Other problem with the original proposition is that when a function accepts lists, it is rarely accepts only lists. It usually accepts arbitrary iterables. But string is an iterable, so str.replace('ab', 'cd') should be equivalent to str.replace(['a', 'b'], ['c', 'd']).
If we solve the ambiguity by choosing other syntax, we will still need to add a lot of complex code. We will need to implement a part of the regular expression engine in the interpreter core. But we already have a dedicated module for regular expressions.
Interesting! A few days ago I wrote an example for Fluent Python 2ed (unpublished) that looks like this:
from typing import Iterable, Tuple
FromTo = Tuple[str, str]
def zip_replace(text: str, changes: Iterable[FromTo], count:int = -1) -> str:
for from_, to in changes:
text = text.replace(from_, to, count)
It’s an example for one of the chapters about type hints in the book. I do my best to avoid foo/bar examples, and this is a nice little function to discuss a type alias and an Iterable argument.
I don’t think that solving this restriction is a need because wanting c to capture b looks like a very rare usage case, where a replacement is taken on top of another, for this rare occasion you could just concatenate two uses of replace, also because I created this restriction to make the replacement algorithm faster.

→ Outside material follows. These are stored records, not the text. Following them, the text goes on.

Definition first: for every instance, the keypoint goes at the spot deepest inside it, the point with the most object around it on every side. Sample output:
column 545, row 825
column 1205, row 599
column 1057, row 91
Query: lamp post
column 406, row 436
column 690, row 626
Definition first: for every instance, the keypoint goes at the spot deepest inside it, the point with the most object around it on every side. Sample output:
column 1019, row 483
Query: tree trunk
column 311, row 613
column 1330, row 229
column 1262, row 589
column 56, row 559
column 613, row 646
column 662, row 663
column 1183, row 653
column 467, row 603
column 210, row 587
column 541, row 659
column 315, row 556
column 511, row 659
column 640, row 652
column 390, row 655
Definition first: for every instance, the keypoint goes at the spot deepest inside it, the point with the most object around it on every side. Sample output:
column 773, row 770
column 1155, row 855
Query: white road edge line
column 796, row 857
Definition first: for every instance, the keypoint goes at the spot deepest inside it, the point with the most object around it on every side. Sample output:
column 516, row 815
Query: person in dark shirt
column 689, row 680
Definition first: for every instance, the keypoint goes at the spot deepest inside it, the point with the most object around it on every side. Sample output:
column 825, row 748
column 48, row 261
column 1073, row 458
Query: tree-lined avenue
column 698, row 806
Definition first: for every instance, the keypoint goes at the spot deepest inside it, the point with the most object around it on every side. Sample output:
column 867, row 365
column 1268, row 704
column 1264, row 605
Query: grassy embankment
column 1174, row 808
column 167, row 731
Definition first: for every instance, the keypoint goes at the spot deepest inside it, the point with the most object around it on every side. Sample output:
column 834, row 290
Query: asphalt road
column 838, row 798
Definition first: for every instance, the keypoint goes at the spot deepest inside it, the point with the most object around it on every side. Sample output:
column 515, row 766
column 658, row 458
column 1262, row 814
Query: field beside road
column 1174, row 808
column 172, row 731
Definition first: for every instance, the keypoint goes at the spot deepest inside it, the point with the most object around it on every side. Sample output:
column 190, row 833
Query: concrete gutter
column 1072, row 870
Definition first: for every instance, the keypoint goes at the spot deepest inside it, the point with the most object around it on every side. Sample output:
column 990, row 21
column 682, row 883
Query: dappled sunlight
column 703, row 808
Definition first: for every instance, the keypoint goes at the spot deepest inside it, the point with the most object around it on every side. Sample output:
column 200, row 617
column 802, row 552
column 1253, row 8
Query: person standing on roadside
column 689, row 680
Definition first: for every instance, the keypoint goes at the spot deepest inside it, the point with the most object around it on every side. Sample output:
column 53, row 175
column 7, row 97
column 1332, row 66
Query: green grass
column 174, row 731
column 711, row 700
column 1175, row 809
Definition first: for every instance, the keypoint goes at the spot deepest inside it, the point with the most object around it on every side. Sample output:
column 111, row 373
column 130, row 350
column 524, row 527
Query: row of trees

I see how a Trie can solve this problem, but the memory usage would be a problem, and linked lists can not make use of the sequential memory caching (complexity is lower, but runtime can be larger).
Maybe a linear sweep similar to the current implementation of replace is a better solution.
TRIE is the most performant way to multiple keywords in long string.
We use “Boyer-Moore String Search Algorithm” to search single word. Using the algorithm multiple times (e.g. s.replace(k1, r1).replace(k2, r2)) doesn’t solve the proposed restriction. So we can not use the BM algorithm for replacing multiple keywords.
Bulding TRIE consumes some CPU and memory. But if same replacement happens multiple times, it is fast. That’s why Go has Replacer in its stdlib.